In your case, after having regard to the indicators of whether a taxpayer is carrying on a business is set out in Taxation Ruling TR 97/11 the Commissioner is not satisfied that you are carrying on a business (involving the purchase of land, building a duplex and a subdivision), as:

•                     There is an absence of any repetition or regularity of undertaking property developments of this type;

•                     The activity is not of the same kind and carried on in a similar manner to that of the ordinary trade in that line of business - the Commissioner's approach is that an isolated husband and wife subdivision operation does not amount to 'carrying of a business'; and

•                     There is an absence of a business plan to support whether the activity is planned, organised and carried on in a businesslike manner such that is directed at making a profit.

In your case, the Commissioner is not satisfied that the correct scheme facts to be ruled upon include that you are carrying on a business in relation to the property development in question.
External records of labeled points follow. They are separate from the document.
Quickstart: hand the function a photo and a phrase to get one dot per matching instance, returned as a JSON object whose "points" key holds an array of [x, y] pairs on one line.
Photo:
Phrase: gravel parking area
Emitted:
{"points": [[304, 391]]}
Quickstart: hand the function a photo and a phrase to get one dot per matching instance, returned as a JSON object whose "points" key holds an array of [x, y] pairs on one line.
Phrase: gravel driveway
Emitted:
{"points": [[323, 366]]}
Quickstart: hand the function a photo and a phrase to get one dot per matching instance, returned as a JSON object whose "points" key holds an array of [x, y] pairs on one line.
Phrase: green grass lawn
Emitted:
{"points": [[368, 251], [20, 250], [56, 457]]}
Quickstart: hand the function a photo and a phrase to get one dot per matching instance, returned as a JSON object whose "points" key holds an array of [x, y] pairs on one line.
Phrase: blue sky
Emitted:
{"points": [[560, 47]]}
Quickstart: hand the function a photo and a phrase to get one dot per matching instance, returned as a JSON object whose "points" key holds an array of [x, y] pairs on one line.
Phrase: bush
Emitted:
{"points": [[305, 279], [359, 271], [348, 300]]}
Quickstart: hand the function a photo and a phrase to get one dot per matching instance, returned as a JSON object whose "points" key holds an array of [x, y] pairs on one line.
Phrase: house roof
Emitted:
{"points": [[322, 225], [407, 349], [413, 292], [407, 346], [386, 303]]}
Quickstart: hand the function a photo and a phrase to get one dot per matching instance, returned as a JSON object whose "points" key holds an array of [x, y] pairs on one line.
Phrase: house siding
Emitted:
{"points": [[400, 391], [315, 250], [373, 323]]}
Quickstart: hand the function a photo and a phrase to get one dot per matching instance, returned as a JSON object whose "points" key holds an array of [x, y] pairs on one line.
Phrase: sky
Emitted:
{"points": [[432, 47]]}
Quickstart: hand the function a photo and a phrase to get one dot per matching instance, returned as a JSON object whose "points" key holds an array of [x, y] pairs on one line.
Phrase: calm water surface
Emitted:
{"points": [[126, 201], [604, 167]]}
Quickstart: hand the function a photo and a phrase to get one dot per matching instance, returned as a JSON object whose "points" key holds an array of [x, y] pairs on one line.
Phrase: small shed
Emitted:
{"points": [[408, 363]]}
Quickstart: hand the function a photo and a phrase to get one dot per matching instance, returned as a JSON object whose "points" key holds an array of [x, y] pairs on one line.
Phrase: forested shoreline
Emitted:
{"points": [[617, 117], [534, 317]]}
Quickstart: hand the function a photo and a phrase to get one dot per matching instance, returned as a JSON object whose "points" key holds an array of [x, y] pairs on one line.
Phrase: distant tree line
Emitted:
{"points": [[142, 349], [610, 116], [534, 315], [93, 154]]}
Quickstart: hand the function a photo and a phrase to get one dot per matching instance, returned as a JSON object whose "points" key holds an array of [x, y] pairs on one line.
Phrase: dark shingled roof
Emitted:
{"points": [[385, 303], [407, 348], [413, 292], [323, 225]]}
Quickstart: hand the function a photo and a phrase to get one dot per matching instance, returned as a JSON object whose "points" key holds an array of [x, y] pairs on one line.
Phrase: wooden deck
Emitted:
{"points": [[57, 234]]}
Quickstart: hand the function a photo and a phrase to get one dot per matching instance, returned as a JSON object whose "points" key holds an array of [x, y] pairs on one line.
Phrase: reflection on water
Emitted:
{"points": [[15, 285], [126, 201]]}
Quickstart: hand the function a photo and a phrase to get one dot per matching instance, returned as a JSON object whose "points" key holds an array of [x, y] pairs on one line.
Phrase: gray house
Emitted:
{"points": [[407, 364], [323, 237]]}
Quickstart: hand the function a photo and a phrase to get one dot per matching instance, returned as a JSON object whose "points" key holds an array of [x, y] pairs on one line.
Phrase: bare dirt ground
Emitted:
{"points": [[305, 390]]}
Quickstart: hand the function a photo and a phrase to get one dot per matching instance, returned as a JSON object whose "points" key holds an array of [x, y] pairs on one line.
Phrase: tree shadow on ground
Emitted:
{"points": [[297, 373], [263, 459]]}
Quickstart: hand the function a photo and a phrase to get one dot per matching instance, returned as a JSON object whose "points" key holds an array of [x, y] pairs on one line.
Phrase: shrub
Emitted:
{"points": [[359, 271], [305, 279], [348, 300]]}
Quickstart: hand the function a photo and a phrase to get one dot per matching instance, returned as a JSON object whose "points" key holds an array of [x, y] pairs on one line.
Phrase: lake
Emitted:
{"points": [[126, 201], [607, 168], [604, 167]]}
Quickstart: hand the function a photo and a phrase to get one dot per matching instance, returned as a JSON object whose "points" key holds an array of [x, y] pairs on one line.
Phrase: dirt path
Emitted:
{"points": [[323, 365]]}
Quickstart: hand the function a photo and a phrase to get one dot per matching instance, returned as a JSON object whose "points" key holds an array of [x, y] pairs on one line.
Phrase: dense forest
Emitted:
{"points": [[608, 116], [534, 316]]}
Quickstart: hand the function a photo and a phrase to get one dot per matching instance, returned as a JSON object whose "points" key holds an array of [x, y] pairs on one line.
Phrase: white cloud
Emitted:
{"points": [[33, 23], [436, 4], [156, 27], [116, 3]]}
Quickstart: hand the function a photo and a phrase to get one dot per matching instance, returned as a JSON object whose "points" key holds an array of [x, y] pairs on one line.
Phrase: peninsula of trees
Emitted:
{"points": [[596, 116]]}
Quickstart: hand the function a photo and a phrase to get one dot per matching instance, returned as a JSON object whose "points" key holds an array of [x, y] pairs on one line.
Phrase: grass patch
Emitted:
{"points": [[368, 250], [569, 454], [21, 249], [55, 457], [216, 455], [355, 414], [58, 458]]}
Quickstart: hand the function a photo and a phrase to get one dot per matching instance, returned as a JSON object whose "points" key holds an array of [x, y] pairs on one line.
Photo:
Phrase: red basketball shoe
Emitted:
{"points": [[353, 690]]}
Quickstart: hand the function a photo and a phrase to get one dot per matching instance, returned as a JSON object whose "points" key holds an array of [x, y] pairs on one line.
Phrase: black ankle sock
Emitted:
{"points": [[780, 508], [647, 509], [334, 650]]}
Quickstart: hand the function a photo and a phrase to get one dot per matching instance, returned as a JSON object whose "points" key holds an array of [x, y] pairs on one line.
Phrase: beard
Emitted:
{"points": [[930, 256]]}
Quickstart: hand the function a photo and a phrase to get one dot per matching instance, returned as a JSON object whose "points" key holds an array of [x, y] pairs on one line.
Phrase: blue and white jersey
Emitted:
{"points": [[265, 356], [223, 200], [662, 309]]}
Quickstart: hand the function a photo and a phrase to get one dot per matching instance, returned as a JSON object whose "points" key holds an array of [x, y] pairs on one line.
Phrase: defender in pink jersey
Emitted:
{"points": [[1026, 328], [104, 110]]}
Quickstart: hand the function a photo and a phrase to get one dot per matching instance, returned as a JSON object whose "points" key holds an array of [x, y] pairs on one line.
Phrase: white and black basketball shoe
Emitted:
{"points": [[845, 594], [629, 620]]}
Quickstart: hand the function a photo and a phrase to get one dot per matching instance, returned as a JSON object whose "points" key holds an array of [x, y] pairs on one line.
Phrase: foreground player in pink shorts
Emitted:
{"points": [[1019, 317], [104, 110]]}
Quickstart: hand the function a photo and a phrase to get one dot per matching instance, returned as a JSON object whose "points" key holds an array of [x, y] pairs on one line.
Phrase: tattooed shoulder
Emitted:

Accordingly, as Division 35 of the ITAA is not applicable to your circumstances the Commissioner will not exercise the discretion in subsection 35-55(1) of the ITAA 1997 to allow you to include losses from your business to offset other assessable income in the calculation of your taxable income for the 20YY income year.

Other relevant comments

•                     'a business operation or commercial transaction' for the purposes of the Myer case and TR 92/3. An operation or transaction may be entered into with a profit-making intention which characterises it as 'a business operation or commercial transaction' such that any profit from it may constitute assessable income under section 6-5 of the ITAA 1997. There is no requirement for the operation or transaction to constitute the 'carrying on a business' for this to occur. Also, the fact that an operation or transaction is 'a business operation or commercial transaction' does not mean that the operation or transaction amounts to 'carrying on a business'. This is particular where the operation or transaction does not occur as part of repetitious or recurring transactions or operations (refer to paragraph 46 of TR 92/3); and

•                     'an enterprise being carried on' for ABN and GST purposes (per MT 2006/1). The term 'enterprise' is defined by reference to activities (a) in the form of a business; or (b) in the form of an adventure or concern in the nature of trade.

Therefore, there is a lower threshold for an operation or transaction to be a 'business operation or commercial transaction' or an activity in the 'form of a business' or in the 'form of an adventure or concern in the nature of trade'.

As a result, a taxpayer may be required to have an ABN, and be registered for GST purposes, and may not be 'carrying on a business'.